As a summary, you can find the full entry in Upside Learning, they give these tips:
1. Keep it short and simple
2. Low Information Density
3. Easy with the Multimedia
4. Include Elements of Collaboration
5. Provide Tools (Applications) and Not Just Content

I agree this tips, and I encourage you to follow them. But from my experience in mobile learning implementation (in my PhD), I'd like to add some own tips to create something useful and innovative:
6. A mobile device is, first of all, "mobile", so use it on the move! In out of the classroom activities, such as in a botanic garden to teach about flowers, etc.
7. Geolocation: Take advantage of where the student/teacher is in each moment, so you can better personalize the offered services. In the example of the botanic garden, if the student is near a Sequoya give him/her (multimedia) content about it, let them discuss about it in a forum for this particular Sequoya, create a chat around this particular location, etc.
7. Take advantage of the existing services and knowledge in your e-learning platform. Re-use! Don't create everything again from scratch!
8. Design your application supposing full connectivity, although you don't have it now, not restrict your functionality just because you are afraid of the fee for connecting to the Internet.

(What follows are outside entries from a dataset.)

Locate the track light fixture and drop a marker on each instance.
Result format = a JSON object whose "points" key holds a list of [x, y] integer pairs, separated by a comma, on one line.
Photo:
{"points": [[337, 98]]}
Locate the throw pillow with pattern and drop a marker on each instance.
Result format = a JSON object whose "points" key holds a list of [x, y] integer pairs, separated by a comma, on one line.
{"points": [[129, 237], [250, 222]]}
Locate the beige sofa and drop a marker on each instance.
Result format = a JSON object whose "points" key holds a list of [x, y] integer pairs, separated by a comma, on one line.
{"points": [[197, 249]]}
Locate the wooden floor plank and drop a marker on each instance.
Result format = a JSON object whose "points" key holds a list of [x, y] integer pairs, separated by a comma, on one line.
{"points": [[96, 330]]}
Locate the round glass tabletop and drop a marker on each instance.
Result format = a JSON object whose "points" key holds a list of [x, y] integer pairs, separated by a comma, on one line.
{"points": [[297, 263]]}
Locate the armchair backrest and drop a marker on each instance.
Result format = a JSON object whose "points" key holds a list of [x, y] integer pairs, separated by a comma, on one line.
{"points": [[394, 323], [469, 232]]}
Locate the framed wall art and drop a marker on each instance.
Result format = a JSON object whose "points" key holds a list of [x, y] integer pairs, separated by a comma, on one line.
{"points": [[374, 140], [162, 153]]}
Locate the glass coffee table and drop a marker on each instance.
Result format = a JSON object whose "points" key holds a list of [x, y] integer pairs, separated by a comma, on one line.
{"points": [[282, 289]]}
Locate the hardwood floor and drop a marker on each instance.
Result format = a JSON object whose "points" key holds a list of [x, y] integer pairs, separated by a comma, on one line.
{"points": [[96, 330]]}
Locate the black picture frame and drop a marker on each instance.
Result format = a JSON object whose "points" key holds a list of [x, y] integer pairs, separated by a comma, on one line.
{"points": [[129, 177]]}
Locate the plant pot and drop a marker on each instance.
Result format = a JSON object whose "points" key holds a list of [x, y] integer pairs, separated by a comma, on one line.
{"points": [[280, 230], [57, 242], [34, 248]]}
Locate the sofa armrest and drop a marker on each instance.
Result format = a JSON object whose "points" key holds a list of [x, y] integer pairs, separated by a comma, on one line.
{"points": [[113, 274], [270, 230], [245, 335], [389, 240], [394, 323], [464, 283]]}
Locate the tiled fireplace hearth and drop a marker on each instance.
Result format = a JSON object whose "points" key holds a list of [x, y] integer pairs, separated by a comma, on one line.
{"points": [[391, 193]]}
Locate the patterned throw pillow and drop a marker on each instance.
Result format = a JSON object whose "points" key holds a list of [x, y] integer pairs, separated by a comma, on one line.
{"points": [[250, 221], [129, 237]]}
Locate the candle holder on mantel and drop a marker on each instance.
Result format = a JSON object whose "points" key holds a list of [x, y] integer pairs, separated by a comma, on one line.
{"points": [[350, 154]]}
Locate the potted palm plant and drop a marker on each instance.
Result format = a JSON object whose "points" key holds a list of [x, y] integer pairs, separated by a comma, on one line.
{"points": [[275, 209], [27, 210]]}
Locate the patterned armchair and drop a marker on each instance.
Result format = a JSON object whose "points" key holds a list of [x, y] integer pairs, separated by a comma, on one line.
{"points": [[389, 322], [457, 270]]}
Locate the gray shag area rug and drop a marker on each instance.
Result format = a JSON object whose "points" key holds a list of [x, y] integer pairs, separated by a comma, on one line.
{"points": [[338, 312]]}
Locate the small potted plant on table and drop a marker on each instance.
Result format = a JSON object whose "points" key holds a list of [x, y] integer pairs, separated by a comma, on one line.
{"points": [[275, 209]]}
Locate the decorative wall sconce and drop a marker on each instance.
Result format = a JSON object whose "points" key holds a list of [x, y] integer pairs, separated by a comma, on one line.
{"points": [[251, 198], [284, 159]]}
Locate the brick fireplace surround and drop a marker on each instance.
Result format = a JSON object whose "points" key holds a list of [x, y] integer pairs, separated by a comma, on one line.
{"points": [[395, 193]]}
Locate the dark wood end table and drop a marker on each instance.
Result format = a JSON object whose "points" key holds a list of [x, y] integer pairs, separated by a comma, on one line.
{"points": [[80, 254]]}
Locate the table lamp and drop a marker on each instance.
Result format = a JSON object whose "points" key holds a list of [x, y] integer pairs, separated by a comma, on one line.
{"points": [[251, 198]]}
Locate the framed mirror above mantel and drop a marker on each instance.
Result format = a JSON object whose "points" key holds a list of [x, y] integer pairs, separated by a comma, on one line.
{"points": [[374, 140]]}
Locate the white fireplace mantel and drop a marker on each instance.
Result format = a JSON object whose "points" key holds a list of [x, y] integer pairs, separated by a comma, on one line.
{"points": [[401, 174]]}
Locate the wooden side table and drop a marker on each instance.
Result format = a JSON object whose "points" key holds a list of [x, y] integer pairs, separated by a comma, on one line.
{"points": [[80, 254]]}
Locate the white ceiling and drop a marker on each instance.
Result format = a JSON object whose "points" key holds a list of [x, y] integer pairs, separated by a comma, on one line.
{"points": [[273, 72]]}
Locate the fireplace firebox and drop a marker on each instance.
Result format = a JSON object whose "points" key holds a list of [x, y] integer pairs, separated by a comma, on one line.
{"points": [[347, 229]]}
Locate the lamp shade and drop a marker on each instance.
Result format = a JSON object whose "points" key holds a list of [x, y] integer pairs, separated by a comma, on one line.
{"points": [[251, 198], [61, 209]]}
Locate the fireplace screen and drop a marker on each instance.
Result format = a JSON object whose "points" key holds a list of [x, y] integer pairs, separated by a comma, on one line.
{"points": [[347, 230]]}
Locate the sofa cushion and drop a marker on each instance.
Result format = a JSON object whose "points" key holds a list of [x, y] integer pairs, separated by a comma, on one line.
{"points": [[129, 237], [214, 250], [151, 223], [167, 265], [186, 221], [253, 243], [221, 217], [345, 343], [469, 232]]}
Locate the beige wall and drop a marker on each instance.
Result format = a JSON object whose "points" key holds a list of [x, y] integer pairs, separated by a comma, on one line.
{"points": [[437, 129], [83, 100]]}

Mobile broadbands are getting cheaper and more spread everyday, so design your app for tomorrow, not for yesterday.
9. Be social! Provide social mechanisms to engage students in your application, e.g., give awards to the student that send most messages to others, build more knowledge or know more answers. This is the key to keep your application alive!

I have some other ideas, but no more time, so I'll post them other day.

Future e-books will not be electronic, will be Augmented!

I'm still impacted with the BMW video of Augmented Reality in their service:

And thinking about other uses in education, besides offering guidance, I think books are going to be one of the places where AR best suits. Have a look to this video about an Augmented Book:

Although this technology is a fact, it exists, actually it exists for desktop computers with a webcam. The real power of AR comes together to mobile devices. There are some good applications of AR in mobile devices (mainly iPhones, Android and Windows Mobile), such as

Currently Layar is focused on geolocation-based AR, and not to signs in books. I want to find some spare time to research in some Open framework to support this integration with traditional books. Any idea?

I really think it would be more useful than current e-books (which are nothing really new, just text).

Augmented Reality is here! and is here to stay!

BMW is ahead in may fields of technology and marketing, and now they show us again their innovation engine.

When I first saw this video I though that I don't think professionals in BMW needs this guidance, but it could be very useful as an applicaton within education. Can you imagine a googles that tell the teacher what he/she have to say or do? I wish we never got there!

Maybe it should be seen from the other side. From the student point of view this system could be a very assistive and supportive method for practice-oriented learning. Imagine, in an engineering school, how useful it could be for mechanical, electrical, or electronics students! And surely it could easily moved to other fields such as medical surgery, or even to primary and secundary school, helping students to do their practices.

Actually, I think Augmented Reality is going to change the way we see education. AR is in fact a very powerful tool, but obviously it needs of some creativity from teachers, that has to be our work!